Lunedì 20 sul tavolo del cda delle Generali, l’ad Philippe Donnet dovrebbe portare l’esame di una possibile alleanza fra il Leone e Natixis, secondo gruppo bancario semi-pubblico francese, controllato al 70% dal Gruppo Bpce. La riunione del board dovrebbe essere preceduta, domani, da un Comitato investimenti allargato agli altri consiglieri, in virtù della delicatezza e strategicità del dossier. Il piano, secondo le indiscrezioni circolate negli ultimi giorni, dovrebbe portare alla creazione di un polo del risparmio da quasi 2 mila miliardi, di cui 650 miliardi, tramite 14 veicoli, conferiti cash dalla compagnia italiana in una piattaforma nuova di cui sarebbero soci Generali Investment holding (GIH) – principale gestore del risparmio del Gruppo Generali – e Natixis, terzo gestore europeo del risparmio con 1.300 miliardi di cui 1.200 miliardi (16 veicoli) da trasferire alla joint venture. L’operazione che in apparenza potrebbe dar vita a un player finanziario globale, sempre secondo le indiscrezioni, sta sollevando il disappunto dei soci privati forti di Generali (gruppo Delfin con il 9,9% e gruppo Caltagirone con il 6,9%) che contestano almeno sei criticità e, secondo un copione già tentato da Vivendi sulla vendita della rete Tim a Kkr, ma attuato maldestramente, potrebbero richiedere la convocazione di un’assemblea straordinaria. Vivendi ha avuto torto dal tribunale perché non ha chiesto la convocazione dei soci ma si è solo lamentata. L’operazione Generali-Natixis è stata paragonata alla improvvida vendita di Pioneer del 2017 fatta da Unicredit guidata da Jean Pierre Mustier ad Amundi.
LE DEBOLEZZE
Sotto i riflettori di alcuni azionisti e del mercato sono finiti vari aspetti della struttura del deal, a partire dalla governance. Il nuovo polo dovrebbe essere controllato al 50% da Natixis, al 42% da GIH, all’8% da Cathay Life, azionista con il 16,5% di Conning holding limited, tra i principali asset manager globali. Di Conning holding, 117 miliardi di dollari di asset, Trieste ha da luglio 2023, l’83,5%. Sempre secondo quanto riferito dalla stampa, il timone del nuovo gruppo del risparmio, per i primi cinque anni, spetterebbe a Woody Bradford, ceo di GIH, una new entry del mondo triestino, pertanto poco conosciuto. Con questi rapporti di forza, il cda potrebbe essere squilibrato a favore del socio francese. A proposito di GIH, ieri, ha ufficializzato l’acquisto, tramite Conning & Company, per 320 milioni di dollari, del 77% di Mgg Investment Group, società di prestiti diretti privati con 5 miliardi di dollari di attivi in gestione.
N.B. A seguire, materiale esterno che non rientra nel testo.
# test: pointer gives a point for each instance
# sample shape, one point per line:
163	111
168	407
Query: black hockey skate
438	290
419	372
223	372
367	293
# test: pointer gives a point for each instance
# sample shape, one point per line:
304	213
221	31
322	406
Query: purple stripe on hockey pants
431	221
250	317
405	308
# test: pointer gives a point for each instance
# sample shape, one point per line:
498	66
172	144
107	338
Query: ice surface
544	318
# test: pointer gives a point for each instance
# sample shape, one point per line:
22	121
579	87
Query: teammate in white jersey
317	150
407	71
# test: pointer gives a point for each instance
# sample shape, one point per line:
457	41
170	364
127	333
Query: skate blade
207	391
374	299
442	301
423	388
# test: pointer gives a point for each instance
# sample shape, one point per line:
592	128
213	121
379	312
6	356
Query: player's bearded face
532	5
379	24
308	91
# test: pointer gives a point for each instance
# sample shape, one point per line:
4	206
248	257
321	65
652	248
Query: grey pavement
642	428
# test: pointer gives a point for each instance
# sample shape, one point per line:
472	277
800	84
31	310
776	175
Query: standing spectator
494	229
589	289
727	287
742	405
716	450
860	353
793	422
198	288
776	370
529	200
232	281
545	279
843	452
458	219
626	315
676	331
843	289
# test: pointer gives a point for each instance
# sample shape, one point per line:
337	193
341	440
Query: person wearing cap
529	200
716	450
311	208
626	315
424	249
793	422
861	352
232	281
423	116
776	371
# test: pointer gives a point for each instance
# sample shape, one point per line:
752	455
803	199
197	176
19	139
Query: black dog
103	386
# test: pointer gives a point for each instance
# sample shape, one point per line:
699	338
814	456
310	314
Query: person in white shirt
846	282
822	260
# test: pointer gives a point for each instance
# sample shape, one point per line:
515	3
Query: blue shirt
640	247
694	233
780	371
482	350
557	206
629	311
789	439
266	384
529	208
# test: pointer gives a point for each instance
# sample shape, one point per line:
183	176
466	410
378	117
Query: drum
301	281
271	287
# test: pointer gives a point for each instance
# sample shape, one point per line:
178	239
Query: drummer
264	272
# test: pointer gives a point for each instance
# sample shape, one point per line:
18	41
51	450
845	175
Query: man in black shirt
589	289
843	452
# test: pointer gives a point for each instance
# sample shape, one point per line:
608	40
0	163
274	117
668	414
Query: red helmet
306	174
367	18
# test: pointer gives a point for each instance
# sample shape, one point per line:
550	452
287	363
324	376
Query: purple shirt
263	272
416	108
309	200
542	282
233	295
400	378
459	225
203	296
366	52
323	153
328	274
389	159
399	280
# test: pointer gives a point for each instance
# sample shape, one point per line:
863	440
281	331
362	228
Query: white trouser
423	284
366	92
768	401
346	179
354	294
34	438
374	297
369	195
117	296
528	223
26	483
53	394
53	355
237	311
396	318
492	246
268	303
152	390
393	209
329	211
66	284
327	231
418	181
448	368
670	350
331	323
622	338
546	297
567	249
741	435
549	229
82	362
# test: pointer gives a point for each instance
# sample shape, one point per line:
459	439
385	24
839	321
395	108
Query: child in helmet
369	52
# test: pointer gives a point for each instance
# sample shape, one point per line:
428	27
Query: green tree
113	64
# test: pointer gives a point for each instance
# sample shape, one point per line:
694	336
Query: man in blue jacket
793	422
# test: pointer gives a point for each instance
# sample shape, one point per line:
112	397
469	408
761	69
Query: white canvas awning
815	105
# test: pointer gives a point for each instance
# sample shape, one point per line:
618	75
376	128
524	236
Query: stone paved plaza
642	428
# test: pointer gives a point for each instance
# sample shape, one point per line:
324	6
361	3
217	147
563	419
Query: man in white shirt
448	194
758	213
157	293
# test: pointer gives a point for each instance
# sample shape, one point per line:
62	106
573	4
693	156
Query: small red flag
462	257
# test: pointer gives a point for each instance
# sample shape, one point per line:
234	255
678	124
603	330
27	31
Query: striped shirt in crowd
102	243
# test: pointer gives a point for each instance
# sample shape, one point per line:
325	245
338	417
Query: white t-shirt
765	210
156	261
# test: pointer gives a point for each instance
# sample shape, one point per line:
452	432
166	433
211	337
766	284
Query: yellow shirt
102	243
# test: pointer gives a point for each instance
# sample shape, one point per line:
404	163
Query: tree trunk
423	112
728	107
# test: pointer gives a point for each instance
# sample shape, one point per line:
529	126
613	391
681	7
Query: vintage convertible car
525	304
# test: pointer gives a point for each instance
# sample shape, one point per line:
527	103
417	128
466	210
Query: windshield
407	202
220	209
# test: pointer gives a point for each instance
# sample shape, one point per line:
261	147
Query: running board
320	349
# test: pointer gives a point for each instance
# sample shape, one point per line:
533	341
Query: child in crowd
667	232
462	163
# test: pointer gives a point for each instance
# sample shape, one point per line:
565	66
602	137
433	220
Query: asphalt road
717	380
In più, il contratto, secondo indiscrezioni avrebbe durata di 15 anni e in questo periodo le masse gestite finirebbero sotto il dominio di Natixis: in assenza di un patto parasociale – che rappresenta l’ennesimo tallone di Achille -, Natixis potrebbe avere il sopravvento anche sui 37 miliardi di Btp in pancia.
Un accordo di questo genere potrebbe minare la sovranità finanziaria del Paese, con ripercussioni sulla stabilità del sistema, su cui vigilano le Autorità e il golden power. Infatti c’è la possibilità che la piattaforma investa parte del risparmio italiano in asset internazionali con rendimenti fluttuanti. E poi il maggior peso di Natixis solleva riserve legate alle attuali incertezze della Francia.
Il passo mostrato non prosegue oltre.